GERECHTSHOF TE AMSTERDAM
MEERVOUDIGE FAMILIEKAMER
BESCHIKKING van 12 januari 2010 in de zaak met landelijk zaaknummer 200.041.789/01 van:
[…],
wonende te […],
APPELLANT,
advocaat: mr. M.L. van der Meulen te Amsterdam,
t e g e n
[…],
wonende te […],
GEÏNTIMEERDE,
advocaat: mr. M.E. Terhorst te Bergen (NH).
1. Het geding in hoger beroep
1.1. Appellant en geïntimeerde worden hierna respectievelijk de man en de vrouw genoemd.
1.2. De man is op 1 september 2009 in hoger beroep gekomen van een gedeelte van de beschikking van 3 juni 2009 van de rechtbank te Amsterdam, met kenmerk 400704/FA RK 08-4599.

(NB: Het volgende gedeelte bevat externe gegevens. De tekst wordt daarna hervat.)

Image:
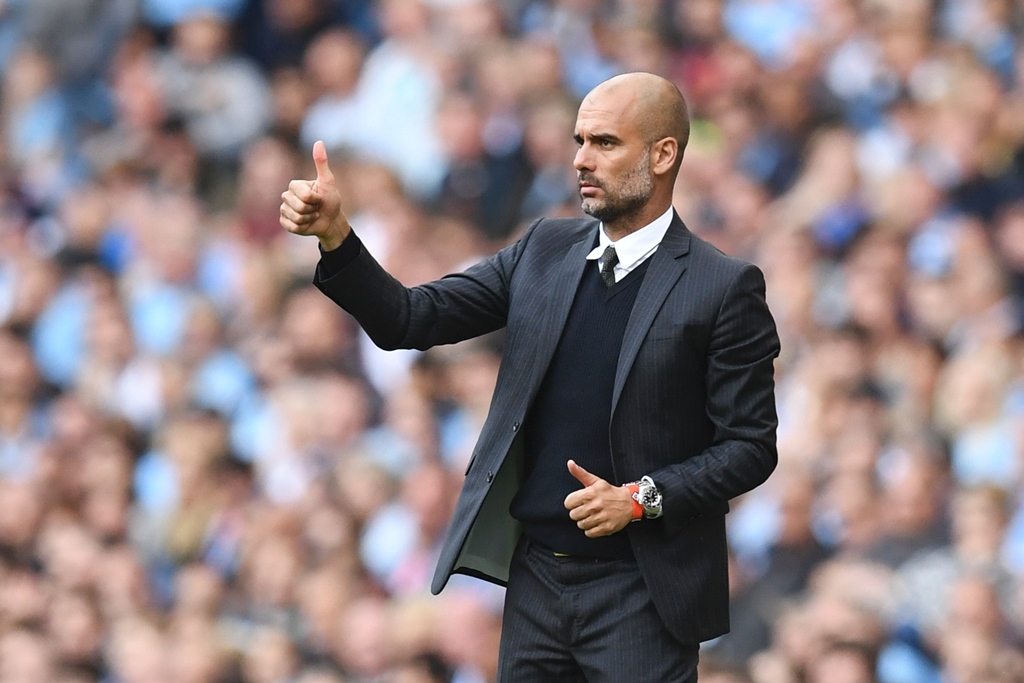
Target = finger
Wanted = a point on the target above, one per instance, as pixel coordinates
(576, 499)
(300, 206)
(582, 475)
(291, 226)
(296, 217)
(304, 190)
(324, 174)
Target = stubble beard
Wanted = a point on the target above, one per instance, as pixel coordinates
(626, 199)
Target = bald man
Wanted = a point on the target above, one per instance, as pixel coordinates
(634, 399)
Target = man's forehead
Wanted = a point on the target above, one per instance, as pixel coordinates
(607, 109)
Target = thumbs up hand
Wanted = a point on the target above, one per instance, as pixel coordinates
(313, 207)
(598, 508)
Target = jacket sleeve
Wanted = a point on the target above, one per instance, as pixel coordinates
(448, 310)
(740, 403)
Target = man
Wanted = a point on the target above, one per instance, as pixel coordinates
(634, 398)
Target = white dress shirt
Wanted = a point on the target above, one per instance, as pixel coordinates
(635, 247)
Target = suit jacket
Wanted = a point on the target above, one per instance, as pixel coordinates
(692, 407)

1.3. De vrouw heeft op 13 oktober 2009 een verweerschrift ingediend.
1.4. De man heeft op 20 november 2009 nadere stukken ingediend.
1.5. De zaak is op 30 november 2009 ter terechtzitting behandeld.
1.6. Ter terechtzitting zijn verschenen:
- de man, bijgestaan door zijn advocaat;
- de vrouw, bijgestaan door haar advocaat.
2. De ontvankelijkheid van het hoger beroep
2.1. In het op 1 september 2009 ingediende beroepschrift heeft de man als reden voor zijn hoger beroep slechts vermeld: “(..) De man kan zich niet vinden in de uitspraak van de rechter. Reden dat de man hierbij tijdig in hoger beroep komt. (..) De voornaamste reden van het hoger beroep betreft het feit dat de rechtbank de man heeft veroordeeld tot het terugbetalen van een tweetal leningen tussen de echtgenoten en voorts de vordering tot het evenredig bijdragen aan de gemeenschappelijke huishouding heeft afgewezen. (..) Dit oordeel doet geen recht aan de feitelijke situatie. (..) Momenteel zijn echter niet alle stukken voor bewijsvoering aanwezig dan wel nog niet beschikbaar. Reden waarom de man dit beroep op nader aan te voeren gronden verder zal onderbouwen”.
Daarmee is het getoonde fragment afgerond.